Any other ideas? Let me know!
Update: I promised myself I'd stop posting about zucchini on my facebook page, so I'll post here instead!
I just made a delicious and easy zucchini soup. I made it up as I went along so all these measurements are approximate.
1 T. olive oil
1/2 T. unsalted butter
1/2 medium white onion
1 clove minced garlic (I used 1 cube frozen minced garlic)
1 1/2 lbs. zucchini (scrape out the seeds first if it's a big one), slice in 1/4 inch pieces, quartering if necessary, don't peel it
1/2 medium white potato (peeled and cut into 1/2 inch cubes)
1 c. chicken stock
3-4 sprigs flat parsley
salt & pepper
Using a 3 to 5 quart sauce pan, melt butter in oil over medium heat, saute onions until translucent, don't brown them.

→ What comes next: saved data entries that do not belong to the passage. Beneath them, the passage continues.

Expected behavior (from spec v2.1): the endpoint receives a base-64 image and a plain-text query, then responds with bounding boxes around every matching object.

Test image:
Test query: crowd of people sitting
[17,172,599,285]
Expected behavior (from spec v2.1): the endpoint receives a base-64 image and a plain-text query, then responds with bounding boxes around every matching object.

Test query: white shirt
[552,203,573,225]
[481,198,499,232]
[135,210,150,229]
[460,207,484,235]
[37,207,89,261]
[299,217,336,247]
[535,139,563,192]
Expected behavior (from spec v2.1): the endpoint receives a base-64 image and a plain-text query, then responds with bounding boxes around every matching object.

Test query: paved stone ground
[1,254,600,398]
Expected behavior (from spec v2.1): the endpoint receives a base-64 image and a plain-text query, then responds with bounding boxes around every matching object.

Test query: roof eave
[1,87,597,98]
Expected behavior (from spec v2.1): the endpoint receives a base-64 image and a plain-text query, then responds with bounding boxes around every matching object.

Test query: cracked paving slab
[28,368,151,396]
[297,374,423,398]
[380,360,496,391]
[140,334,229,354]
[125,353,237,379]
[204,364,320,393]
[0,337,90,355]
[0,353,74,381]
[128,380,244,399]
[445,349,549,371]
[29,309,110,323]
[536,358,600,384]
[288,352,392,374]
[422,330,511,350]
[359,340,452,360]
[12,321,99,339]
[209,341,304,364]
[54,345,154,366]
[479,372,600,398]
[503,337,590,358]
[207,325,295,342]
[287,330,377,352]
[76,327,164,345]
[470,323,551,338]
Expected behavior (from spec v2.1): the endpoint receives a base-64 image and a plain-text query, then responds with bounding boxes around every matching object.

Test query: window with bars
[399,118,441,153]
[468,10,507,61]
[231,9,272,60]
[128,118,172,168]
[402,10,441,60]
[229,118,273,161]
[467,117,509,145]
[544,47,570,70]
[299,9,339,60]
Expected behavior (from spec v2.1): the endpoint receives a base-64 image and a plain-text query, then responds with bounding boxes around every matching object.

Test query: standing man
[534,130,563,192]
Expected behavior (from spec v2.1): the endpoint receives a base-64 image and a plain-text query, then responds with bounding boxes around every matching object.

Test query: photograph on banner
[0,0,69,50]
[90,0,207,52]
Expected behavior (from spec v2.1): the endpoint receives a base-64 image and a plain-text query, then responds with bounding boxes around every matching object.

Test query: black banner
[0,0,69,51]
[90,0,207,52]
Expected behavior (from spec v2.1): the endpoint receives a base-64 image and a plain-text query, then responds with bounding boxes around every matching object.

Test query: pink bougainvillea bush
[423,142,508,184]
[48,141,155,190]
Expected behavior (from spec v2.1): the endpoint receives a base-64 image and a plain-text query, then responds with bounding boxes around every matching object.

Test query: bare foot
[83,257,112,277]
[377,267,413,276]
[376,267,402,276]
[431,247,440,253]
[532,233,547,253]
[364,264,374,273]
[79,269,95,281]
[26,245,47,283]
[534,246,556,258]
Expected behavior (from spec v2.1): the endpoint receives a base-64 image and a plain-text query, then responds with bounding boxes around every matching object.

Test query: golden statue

Add garlic, stir for another minute and then add potatoes, zucchini and chicken stock (stock should keep veggies from sticking to the bottom, but shouldn't cover them completely). Bring to a low boil, cover and then simmer on low heat until veggies are soft, about 25 minutes.
Give the soup a couple of minutes to cool, toss in the parsley, then transfer to a blender to puree. Better yet, use a stick blender if you have one. This one is great! Season with salt and pepper - totally deliciousness. Tastes like you added a cup of heavy cream. Enjoy!